He ido completando cinco libros de versos. Demasiados. Cuando se escribe mucho, lo malo, que es siempre más probable que lo bueno, probablemente se multiplica. Tengo la ventaja de que no tengo pensado publicar, lo malo se queda, lo mismo que lo bueno, menos probable, se quedan conmigo ahí en la estantería. Parece un bazar –dice mi mujer, indecisa, con trapo del polvo y una brocha en las manos-. Y pasa de largo, dejando que el polvo se acumule sobre piedras, muñecos, una miniatura de un crucero del Camino, el león con cara de bueno que lleva escrito en la peana “soy una fiera”, varias hadas, un niño que tira una cometa, palmatorias, bolas, barquitos, fotografías, cada una con su epitafio, de nuestros perros muertos, el pequeño reloj con un pajarito de plata encima, dando de comer en el nido a su polluelo. Cinco libros se pierden, en ese tumulto, junto a sesudos libros y otros que se burlan, como Luciano de Crescenzo, de la seriedad excesiva del estudio en serio de la Filosofía.
La Filosofía, según mi conclusión, es la madre de todos los caminos que se dirigen hacia la sabiduría. Cualquier cosa que sepamos, creo que tiene la última punta de sus raíces en la Filosofía. Que, desde Zenón, en el fondo un humorista, tiene su gracia oculta entre los pliegues de las túnicas con que me imagino a Sócrates y su tertulia deambulando por los vericuetos, más que calles, de las ciudades de su tiempo.
Hay libros de poesía, también, de autores de verdad, poetas inmensos, y otros mediocres, y hasta alguno malo, pero que yo aprecio, también, porque creo que quien se esfuerza por hacernos saber lo que siente atrapado en el torbellino de este mundo, pro mal que lo haga, merece mi admiración, y mucho más, mi respeto. Y sesudos libros de ética, y preocupados y preocupantes de Hans Küng, y, muy cerca la colección de Harry Potter o los policíacos entrañables de Tony Hillerman.
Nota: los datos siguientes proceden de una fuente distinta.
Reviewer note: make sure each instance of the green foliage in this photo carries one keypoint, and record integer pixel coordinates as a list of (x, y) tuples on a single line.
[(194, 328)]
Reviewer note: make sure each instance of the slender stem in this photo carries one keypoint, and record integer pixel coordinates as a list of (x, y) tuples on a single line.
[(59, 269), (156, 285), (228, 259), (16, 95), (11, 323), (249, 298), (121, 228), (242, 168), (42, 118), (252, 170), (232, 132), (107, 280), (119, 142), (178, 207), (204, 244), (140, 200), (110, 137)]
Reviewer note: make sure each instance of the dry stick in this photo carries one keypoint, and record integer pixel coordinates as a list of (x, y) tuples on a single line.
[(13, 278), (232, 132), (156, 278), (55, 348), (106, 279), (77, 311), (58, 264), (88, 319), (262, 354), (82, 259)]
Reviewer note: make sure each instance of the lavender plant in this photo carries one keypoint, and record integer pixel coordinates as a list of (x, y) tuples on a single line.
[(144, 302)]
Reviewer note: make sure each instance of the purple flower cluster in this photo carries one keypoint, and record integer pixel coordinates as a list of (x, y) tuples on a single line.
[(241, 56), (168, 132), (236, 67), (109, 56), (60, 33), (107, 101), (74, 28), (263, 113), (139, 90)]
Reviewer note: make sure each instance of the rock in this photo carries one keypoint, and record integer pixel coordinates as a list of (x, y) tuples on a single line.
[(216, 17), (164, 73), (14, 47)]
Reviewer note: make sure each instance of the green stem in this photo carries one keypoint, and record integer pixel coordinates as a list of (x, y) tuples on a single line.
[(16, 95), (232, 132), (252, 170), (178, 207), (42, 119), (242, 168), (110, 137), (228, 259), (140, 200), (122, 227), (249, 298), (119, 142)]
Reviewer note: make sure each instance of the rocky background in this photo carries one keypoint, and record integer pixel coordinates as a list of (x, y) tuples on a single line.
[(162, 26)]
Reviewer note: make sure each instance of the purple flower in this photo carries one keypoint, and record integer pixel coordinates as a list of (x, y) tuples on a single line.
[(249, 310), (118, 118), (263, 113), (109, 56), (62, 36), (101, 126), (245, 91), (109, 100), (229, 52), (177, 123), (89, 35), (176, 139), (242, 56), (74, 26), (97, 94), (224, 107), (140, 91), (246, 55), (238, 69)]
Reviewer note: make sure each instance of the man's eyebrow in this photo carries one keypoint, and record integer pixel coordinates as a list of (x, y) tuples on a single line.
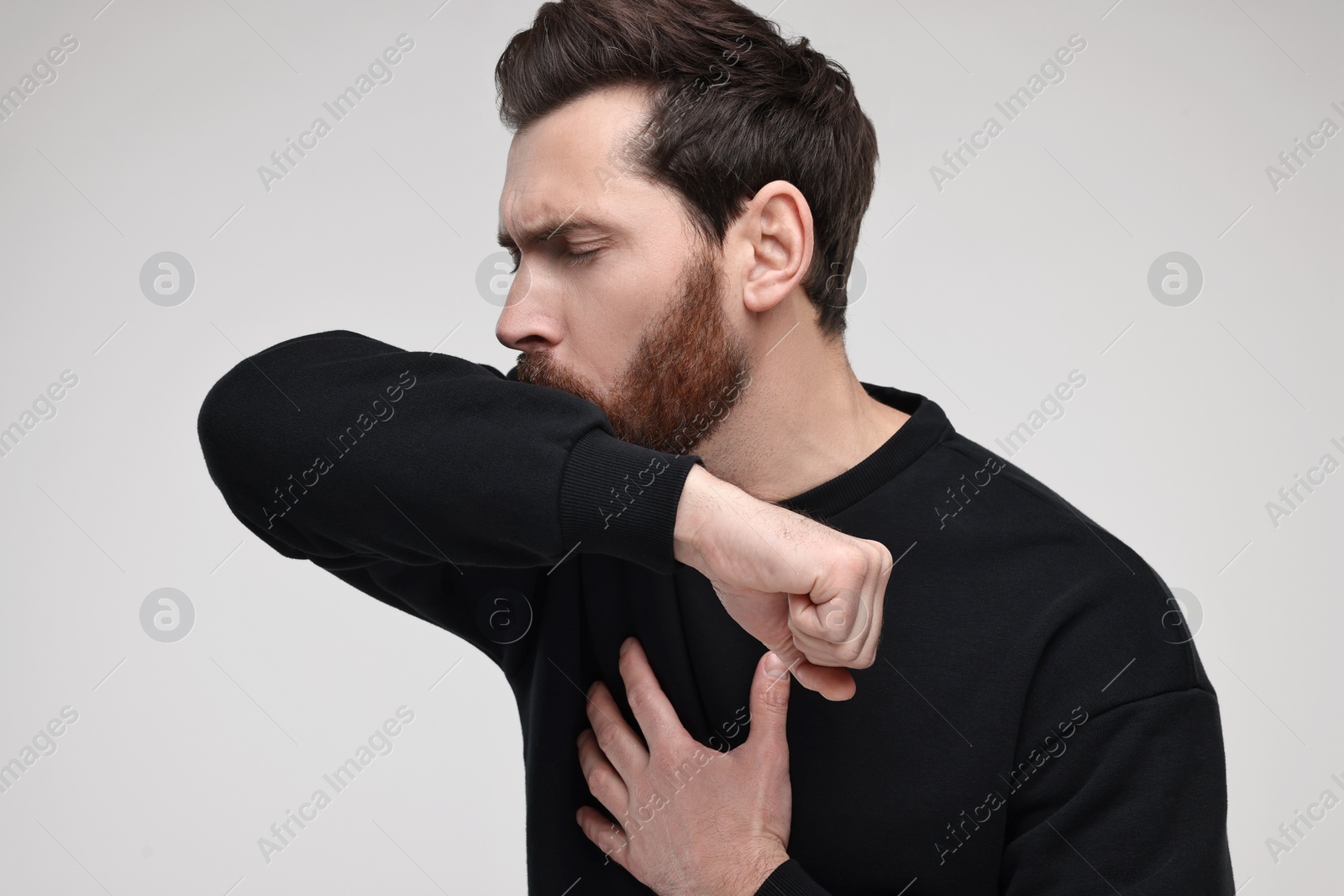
[(551, 228)]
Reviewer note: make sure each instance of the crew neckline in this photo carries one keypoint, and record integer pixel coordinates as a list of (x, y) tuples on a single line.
[(927, 425)]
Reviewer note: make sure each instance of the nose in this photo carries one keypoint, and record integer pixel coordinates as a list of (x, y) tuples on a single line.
[(528, 322)]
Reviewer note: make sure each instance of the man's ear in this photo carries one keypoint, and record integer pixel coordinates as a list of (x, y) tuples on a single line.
[(776, 237)]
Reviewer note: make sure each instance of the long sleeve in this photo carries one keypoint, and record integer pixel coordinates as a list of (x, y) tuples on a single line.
[(790, 880), (1136, 804), (414, 474)]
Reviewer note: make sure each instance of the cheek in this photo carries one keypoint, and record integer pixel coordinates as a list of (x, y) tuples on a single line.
[(612, 311)]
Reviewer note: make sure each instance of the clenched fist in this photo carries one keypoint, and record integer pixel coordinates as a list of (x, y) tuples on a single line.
[(808, 593)]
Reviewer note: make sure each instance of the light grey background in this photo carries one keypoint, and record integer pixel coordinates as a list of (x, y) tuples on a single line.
[(983, 296)]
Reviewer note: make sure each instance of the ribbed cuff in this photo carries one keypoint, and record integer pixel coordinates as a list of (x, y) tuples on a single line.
[(622, 500), (790, 880)]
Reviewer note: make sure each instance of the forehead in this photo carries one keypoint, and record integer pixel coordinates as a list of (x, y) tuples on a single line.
[(569, 160)]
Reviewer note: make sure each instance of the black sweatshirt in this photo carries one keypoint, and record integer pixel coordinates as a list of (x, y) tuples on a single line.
[(1037, 723)]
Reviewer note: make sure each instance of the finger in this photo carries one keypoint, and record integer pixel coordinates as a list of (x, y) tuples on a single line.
[(618, 741), (837, 629), (602, 778), (769, 701), (651, 707), (832, 683), (837, 618), (606, 836)]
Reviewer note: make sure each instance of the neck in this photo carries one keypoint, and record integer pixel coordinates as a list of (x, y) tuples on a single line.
[(803, 419)]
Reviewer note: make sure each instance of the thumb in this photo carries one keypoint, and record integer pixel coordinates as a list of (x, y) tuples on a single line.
[(770, 703)]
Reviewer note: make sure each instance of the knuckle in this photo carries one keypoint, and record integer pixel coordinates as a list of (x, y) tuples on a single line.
[(608, 738)]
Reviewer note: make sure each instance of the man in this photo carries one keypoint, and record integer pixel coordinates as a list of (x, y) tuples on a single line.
[(1021, 712)]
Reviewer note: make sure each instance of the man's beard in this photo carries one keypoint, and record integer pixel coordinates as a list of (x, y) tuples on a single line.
[(680, 380)]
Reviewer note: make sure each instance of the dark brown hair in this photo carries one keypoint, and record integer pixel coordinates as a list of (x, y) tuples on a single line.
[(734, 107)]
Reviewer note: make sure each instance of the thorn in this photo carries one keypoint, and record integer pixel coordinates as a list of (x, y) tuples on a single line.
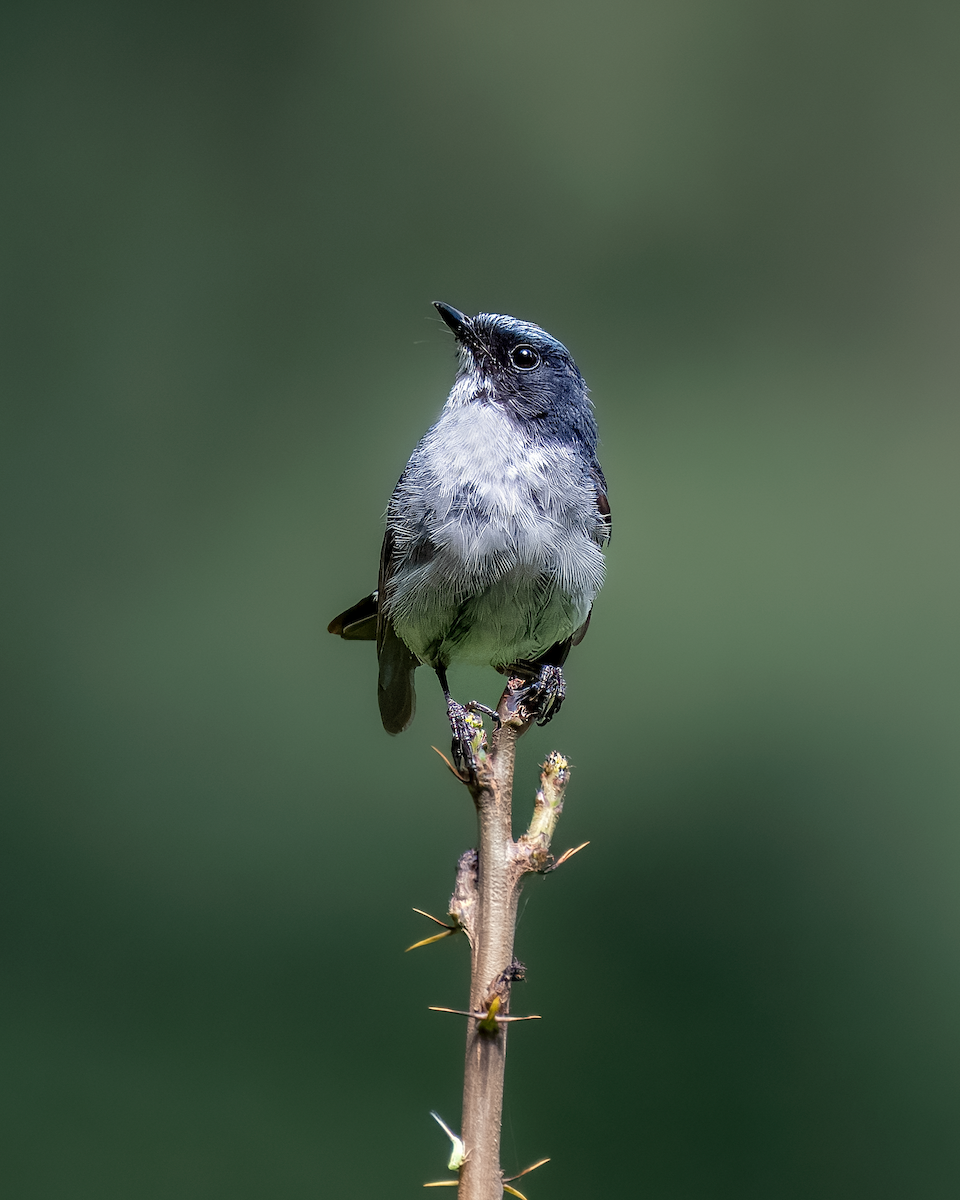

No sigo, un pupurrí de sendas que se entrecruzan sin orden ni concierto, como he ido yo leyendo toda la vida, a trancas y barrancas, pica de aquí o de allá y por eso lo de haberme aficionado por igual a la paradoja y la digresión. Dos aficiones que salvan de la seriedad y el miedo que se sigue de la curiosidad por aprender, que te lleva a horizontes tantas veces amedrentadores. Mira que si fuese verdad lo que dice ése; o si fuese mentira lo que apunta este otro …
El sentido del humor, a través de las paradojas y las digresiones, es a veces la única tabla de salvación que te permite regresar a puerto, cobijarte de tu propio viento. En casi todos los puertos hay una taberna vieja –las describía de modo magistral Simenon-, y, en ella, un grupo de marineros sumidos en la soledad de sus recuerdos o agrupados en torno a su canción, en este caso, una habanera. Cantan muy mal, para cualquier oído musicalmente educado, pero lo hacen de un inimitable modo conmovedor, que eriza la piel del alma en carne viva. Cuando callan, el silencio, flotando en la dudosa semioscuridad de la atardecida, que perezosamente combate una bombilla empañada, queda polvillo de oro viejo patinado, que huele a mar y lejanías inalcanzables.